Un peu plus de la moitié des Québécois ont un niveau insuffisant de littératie pour comprendre un texte plus complexe, comme une directive au travail, un contrat ou un texte de la longueur d’un article de journal, souligne un rapport de la Fondation pour l’alphabétisation dévoilé lundi lors d’une présentation à Montréal.
Ces difficultés forment un obstacle supplémentaire pour les travailleurs qui cherchent à se requalifier, prévient l’économiste Pierre Langlois, qui a réalisé le rapport commandé par la fondation.

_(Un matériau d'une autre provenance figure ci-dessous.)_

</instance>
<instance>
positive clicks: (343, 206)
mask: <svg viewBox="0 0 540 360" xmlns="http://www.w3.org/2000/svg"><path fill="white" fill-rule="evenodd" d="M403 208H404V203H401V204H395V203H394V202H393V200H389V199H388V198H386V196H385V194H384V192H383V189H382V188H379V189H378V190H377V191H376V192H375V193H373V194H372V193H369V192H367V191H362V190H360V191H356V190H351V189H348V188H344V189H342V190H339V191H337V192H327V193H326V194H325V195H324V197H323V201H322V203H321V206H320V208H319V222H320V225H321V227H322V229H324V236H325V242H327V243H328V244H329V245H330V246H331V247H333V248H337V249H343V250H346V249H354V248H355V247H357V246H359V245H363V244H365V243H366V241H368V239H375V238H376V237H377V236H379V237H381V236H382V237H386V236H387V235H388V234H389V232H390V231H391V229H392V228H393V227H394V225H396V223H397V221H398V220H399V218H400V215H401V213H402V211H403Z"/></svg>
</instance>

Les emplois seront de plus en plus techniques, constate l’économiste en mêlée de presse en marge de la présentation. Des compétences plus difficiles à acquérir lorsque nos acquis en lecture sont plus fragiles.
Autant les travailleurs que les employeurs en sortent perdants, selon le Conseil du patronat du Québec, qui a participé à la présentation. En améliorant les compétences des Québécois en lecture, l’économie du Québec pourrait croître de 5,9 milliards $, estime le rapport.
Or, le sujet est tabou et le problème est souvent «invisible», même pour les proches de cette personne, constate le président du conseil de la Fondation pour l'alphabétisation, Patrick Lutzy.